3. Virginia Woolf & Vita Sackville West: cartas de amor (Trad. Camila von Holdefer, Editora Morro Branco, 320p.) A primeira vez que o envolvente e exuberante convívio de uma aristocrata com a escritora inglesa é colocado aos olhos do leitor brasileiro através das suas correspondências. Você pode comprar o livro aqui
 
VÍDEOS, VERSOS E OUTRAS PROSAS
 
Neste mês celebramos os 99 anos de Dalton Trevisan.
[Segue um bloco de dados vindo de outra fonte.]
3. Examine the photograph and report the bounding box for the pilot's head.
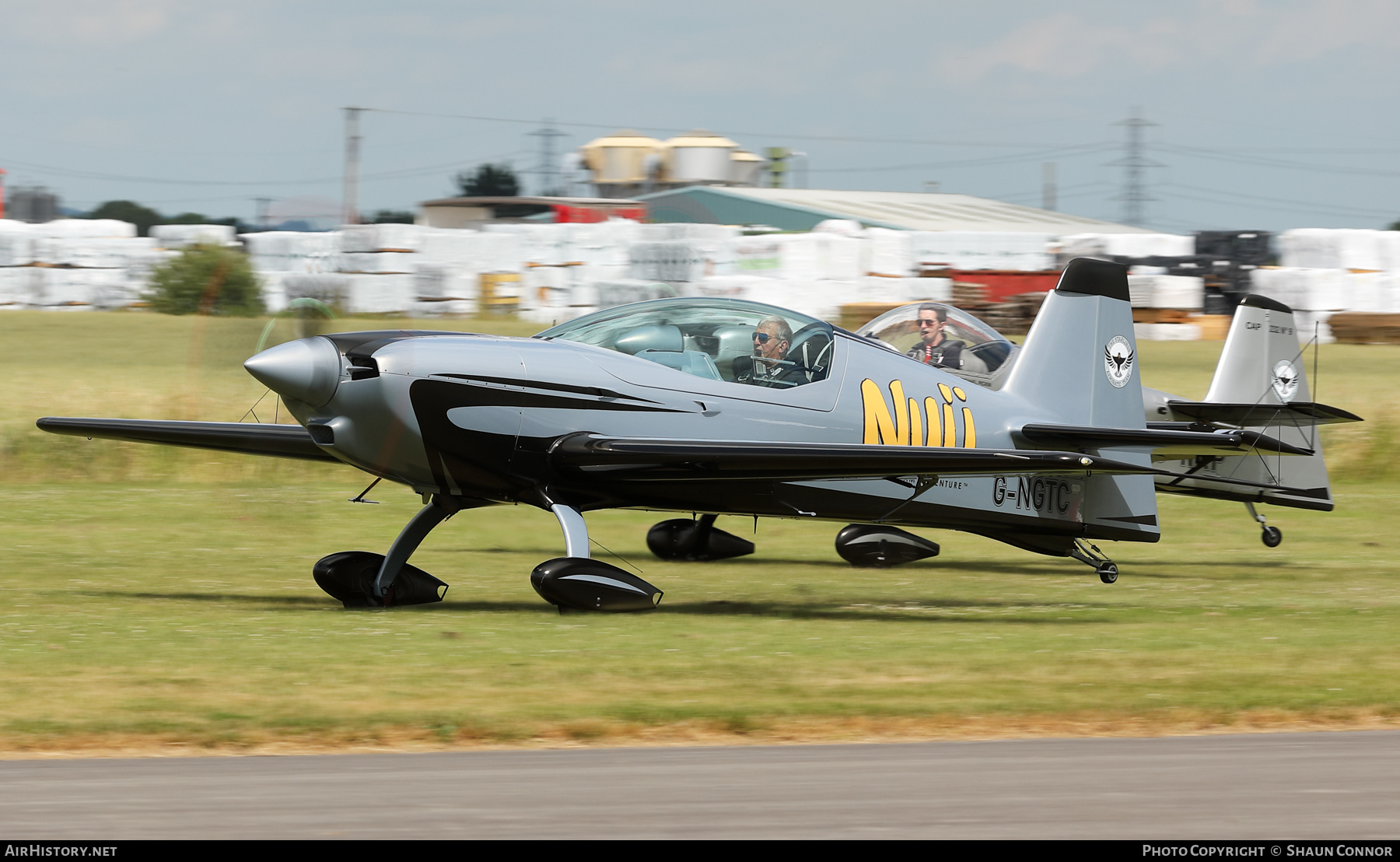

Entre as várias eventos marcados está a realização de um encontro na Biblioteca Brasiliana Guita e José Mindlin em parceria com o Instituto de Estudos Brasileiros (IEB). No evento acontece a exposição do livro Dalton Trevisan: uma literatura nada exemplar. Organizado pelos professores Fernando Paixão e Hélio de Seixas Guimarães e publicado pela Tinta-da-China e IEB, o livro está disponível aqui
 
Resquícios dos 150 anos do nascimento de Macedonio Fernández — escritor indispensável da literatura argentina. Saiu em nosso Instagram uma postagem com um recorte de depoimento de Ricardo Piglia sobre Macedonio e seu principal romance, Museu do romance da eterna.
 
BAÚ DE LETRAS
 
Ainda na superfície do baú. Saiu na terça-feira, a tradução deste breve perfil do escritor argentino Macedonio Fernández.

DUAS PALAVRINHAS
 
Nada é para sempre, dizemos, mas há momentos que parecem ficar suspenso, pairando sobre o fluir inexorável do tempo.